Que Rodríguez y sus gobiernos han acelerado en España un proceso de descomposición social y política, es algo claramente perceptible en el destrozo de la Constitución, la arbitrariedad judicial, la colaboración con la ETA, los nuevos estatutos de estado asociado –que no de autonomía–, las "realidades nacionales", la deslegitimación de la transición democrática, la corrupción rampante, una de cuyas manifestaciones es el derroche público mientras la crisis económica sigue avanzando. Añádase la chabacanización moral, la erosión de la familia y la pésima salud social, y tenemos el retrato de una situación de la que no saldremos fácilmente. De una crisis parecida, aunque bastante menos grave, nos sacó –a medias– Aznar, pero Rajoy no constituye una alternativa ni medianamente creíble. En realidad no se ha opuesto a estos procesos, sino que ha colaborado a acentuarlos, con un equipo político a su medida. Rajoy no es, en ese sentido, menos culpable que Rodríguez.
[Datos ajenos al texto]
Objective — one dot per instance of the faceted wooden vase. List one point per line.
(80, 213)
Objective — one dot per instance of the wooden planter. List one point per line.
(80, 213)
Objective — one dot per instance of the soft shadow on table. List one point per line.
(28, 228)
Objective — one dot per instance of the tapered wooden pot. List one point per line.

¿De dónde viene todo esto? Tiene sus raíces en la transición posfranquista, sobre la que espero publicar un libro en noviembre próximo. Mirando al pasado, al revés de lo que pretende Rajoy, se puede aprender algo o bastante; mirando al futuro, aparte de no aprender nada, se condena uno a repetir viejos errores. Pero ese futurismo necio marca el nivel de nuestros políticos.
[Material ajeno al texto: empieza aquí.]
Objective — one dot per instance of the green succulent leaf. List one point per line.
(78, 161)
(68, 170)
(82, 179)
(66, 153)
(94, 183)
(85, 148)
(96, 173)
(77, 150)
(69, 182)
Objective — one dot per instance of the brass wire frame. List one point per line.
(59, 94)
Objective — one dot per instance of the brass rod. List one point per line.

La transición tuvo tres proyectos de reforma en rápida sucesión, el de Fraga, probablemente el mejor, el de Torcuato Fernández-Miranda, también bastante atinado, y el de Suárez, un político superficial, oportunista, inculto y frívolo que contribuyó a crear mil equívocos políticos. Uno de los más graves, si no el peor, fue la entrega de la legitimidad democrática a una izquierda y unos separatistas que nunca habían sido demócratas ni tenían arte ni parte en la evolución democratizante del régimen de Franco. Se identificó entonces antifranquismo y democratismo, una falsedad parecida a la equiparación del Frente Popular con la libertad. Los antifranquistas tenían además la loca idea de una "ruptura" que saltase por encima de cuarenta años de paz, desarrollo y reconciliación, para volver a las vesanias de aquel frente de izquierdas al que siguen llamando "república" cuando en realidad destruyó la legalidad republicana. Los rupturistas tuvieron que ceder entonces porque el pueblo estaba claramente por la reforma, pero ahora, tras varios decenios de erosión de los principios democráticos, se sienten con fuerzas para volver a la ruptura, pues no otra cosa significa su "ley de memoria histórica", base intelectual (por así llamarla) de todos sus restantes desmanes.
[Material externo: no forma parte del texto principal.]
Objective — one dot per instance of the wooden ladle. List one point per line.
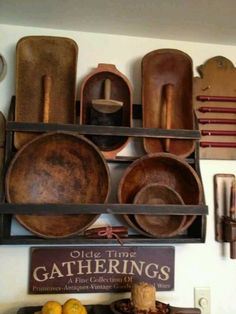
(47, 88)
(107, 105)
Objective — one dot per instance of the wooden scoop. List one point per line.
(107, 105)
(232, 216)
(47, 87)
(168, 91)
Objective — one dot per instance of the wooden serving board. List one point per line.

Creer que el pasado no cuenta es entrar en el mundo de la alucinación, pero tampoco debemos caer en el error de creer que los males de ahora estaban predeterminados por otros del pasado. Los fallos de la transición, bien visibles en una Constitución harto deforme, no tenían por qué haber abocado a la situación actual. Habría bastado con que algunos políticos de vuelo algo más que corraleño hubieran tomado a tiempo las riendas para enderezar la marcha política, sobre todo tras la experiencia felipista. Se habló entonces de regeneración democrática, Mayor Oreja lo vio claro y Aznar pudo haberlo hecho, pero se quedó visiblemente a medias. Con lo cual, los males de la transición, en lugar de corregirse, han empeorado y hoy manda el país un gobierno mafioso, enemigo de España y de la libertad, y sin oposición organizada.